American Devin Logan followed Howell's lead to take silver, while Canada racked up another medal with Kim Lamarre's bronze, which she captured on her second run.
Here's a look at the full results:
|7||Katie Summerhayes||Great Britain||70.60|
It wasn't all good news for the Canadian team, who had to watch on as Yuki Tsubota suffered a heavy fall during her second run, reported by Bruce Arthur of the National Post:
Canadian Yuki Tsubota just crashed, hard. That looked bad. Still down.— Bruce Arthur (@bruce_arthur) February 11, 2014
Kaya Turski failed to make the final for Team Canada, but her droves of support summed up a camp that is looking to top the medals table at the end of the Games:
Well World.... I gave it my best shot. I truly did...... Thank you for all the amazing support. Everyone.
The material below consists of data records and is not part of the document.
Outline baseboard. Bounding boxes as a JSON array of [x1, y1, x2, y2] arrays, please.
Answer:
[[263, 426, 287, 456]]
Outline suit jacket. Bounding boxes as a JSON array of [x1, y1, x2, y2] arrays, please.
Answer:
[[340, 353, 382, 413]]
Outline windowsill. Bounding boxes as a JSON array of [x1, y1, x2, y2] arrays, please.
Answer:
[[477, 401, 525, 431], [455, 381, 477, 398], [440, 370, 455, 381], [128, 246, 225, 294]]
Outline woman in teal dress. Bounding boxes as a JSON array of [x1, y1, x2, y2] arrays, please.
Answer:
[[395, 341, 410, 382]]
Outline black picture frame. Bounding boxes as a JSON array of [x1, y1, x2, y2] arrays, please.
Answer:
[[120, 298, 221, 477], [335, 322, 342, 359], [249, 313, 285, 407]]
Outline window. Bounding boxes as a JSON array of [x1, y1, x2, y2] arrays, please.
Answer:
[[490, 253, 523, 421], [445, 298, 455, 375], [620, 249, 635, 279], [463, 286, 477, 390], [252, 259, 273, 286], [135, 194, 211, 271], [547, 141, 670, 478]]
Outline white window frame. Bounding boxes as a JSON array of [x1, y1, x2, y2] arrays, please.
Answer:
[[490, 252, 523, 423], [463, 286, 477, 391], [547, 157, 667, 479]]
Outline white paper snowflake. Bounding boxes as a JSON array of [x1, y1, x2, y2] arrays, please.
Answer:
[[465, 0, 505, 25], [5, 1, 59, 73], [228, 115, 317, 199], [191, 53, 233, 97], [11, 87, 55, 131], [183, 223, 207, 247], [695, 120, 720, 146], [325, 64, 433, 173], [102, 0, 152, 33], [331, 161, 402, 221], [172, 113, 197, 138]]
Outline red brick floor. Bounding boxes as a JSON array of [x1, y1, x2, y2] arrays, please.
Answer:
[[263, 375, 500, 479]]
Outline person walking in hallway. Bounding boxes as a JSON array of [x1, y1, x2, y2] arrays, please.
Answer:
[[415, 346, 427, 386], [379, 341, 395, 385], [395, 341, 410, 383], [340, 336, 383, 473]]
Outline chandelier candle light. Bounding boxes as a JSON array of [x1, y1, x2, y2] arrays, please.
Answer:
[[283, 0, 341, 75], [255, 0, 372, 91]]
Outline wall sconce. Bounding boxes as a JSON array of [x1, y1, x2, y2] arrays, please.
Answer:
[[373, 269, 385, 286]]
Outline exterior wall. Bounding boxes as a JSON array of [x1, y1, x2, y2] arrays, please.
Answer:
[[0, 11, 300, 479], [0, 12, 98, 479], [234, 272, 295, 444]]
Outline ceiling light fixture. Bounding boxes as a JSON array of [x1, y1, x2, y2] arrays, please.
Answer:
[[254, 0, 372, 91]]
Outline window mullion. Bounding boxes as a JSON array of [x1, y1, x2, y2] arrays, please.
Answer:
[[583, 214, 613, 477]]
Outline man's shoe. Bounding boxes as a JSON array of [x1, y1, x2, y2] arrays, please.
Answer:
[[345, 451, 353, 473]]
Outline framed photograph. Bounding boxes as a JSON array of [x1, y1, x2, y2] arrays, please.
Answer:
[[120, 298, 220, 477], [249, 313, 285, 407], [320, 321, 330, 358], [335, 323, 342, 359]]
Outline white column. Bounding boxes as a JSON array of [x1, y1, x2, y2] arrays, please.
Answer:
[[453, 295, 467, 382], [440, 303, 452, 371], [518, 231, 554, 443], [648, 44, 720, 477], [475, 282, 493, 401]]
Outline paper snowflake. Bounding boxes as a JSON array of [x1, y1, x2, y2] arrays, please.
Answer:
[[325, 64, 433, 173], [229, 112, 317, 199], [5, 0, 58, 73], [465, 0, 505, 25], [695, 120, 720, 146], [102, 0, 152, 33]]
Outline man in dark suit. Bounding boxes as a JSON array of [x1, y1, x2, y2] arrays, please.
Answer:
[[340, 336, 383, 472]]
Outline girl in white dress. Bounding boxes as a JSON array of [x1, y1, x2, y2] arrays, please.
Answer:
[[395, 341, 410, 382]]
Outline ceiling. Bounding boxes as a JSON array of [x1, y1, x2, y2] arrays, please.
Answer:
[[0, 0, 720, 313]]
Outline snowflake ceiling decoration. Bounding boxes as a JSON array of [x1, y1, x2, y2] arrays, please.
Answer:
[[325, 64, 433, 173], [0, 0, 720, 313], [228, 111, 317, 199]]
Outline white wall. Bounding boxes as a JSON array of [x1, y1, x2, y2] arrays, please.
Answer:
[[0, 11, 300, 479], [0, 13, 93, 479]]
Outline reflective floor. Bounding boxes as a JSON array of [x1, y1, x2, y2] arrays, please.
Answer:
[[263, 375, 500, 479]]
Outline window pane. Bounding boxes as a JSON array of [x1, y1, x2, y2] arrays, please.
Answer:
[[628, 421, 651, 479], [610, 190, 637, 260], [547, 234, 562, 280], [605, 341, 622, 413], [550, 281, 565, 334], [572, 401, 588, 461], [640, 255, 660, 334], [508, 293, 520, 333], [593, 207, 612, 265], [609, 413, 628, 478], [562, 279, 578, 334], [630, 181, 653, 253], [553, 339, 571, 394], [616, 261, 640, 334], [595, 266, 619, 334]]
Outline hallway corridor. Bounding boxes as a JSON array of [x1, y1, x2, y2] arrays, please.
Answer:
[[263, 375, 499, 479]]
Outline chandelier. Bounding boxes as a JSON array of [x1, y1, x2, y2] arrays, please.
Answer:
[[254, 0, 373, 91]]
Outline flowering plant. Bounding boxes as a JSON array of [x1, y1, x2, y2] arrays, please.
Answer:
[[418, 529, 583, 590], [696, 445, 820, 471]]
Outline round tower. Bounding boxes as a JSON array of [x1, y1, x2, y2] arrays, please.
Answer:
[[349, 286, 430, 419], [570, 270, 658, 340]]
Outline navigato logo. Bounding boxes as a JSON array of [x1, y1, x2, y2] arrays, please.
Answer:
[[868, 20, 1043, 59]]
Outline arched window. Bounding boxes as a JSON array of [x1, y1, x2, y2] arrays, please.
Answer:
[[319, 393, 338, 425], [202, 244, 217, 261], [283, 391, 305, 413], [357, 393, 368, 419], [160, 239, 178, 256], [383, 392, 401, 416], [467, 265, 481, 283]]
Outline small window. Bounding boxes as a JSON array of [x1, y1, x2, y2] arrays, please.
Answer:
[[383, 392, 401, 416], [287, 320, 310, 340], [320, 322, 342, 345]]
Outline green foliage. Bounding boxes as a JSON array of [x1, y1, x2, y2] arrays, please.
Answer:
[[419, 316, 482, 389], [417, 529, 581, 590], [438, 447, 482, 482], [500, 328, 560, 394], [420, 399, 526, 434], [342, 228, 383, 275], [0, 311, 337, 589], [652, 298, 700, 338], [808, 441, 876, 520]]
Love you ☺️— Kaya Turski (@kayaturski) February 11, 2014
The difficult conditions ensured many competitors appeared extremely tired after a morning of qualifying.
Much of the course's speed had vanished once the second runs of the final occurred, lending to a handful of disappointing performances from those who chased Howell's initiative.
Although there were a number of falls, Tsubota's rough landing rightfully had onlookers concerned.
USA Today's Kelly Whiteside suggested the slew of underwhelming performances may be down to a selection of injuries prior to the event:
At women's freeski slope , 75 percent of field has had significant knee injuries, stadium announcer says #sochismg— Kelly Whiteside (@KellyWhiteside) February 11, 2014
Great Britain's Kelly Summerhayes tried to challenge the top three with two ambitious runs, but after failing to land her final trick during the opener, she was punished for scraping her hands in the second.
Summerhayes' ambition was met by Australian Anna Segal, who was pushed out of the medal positions by Lamarre, the penultimate rider.
Howell was the last person to complete her second run and enjoyed a lap of honour to see in her triumph.
At the age of 19, Howell's gold medal could be the first of many. She will only be 23 when the South Korean Winter Olympics arrive in 2018, suggesting Canada could have a future legend in the making.
The same can be said for Summerhayes, who showed real guts to look for huge tricks from the off. She is just 18 years old and already looks to be developing into an aggressive, risk-taking contender ahead of her next appearance.
It is thrilling to see young competitors leading the way at the onset of a new era for women's slopestyle skiing.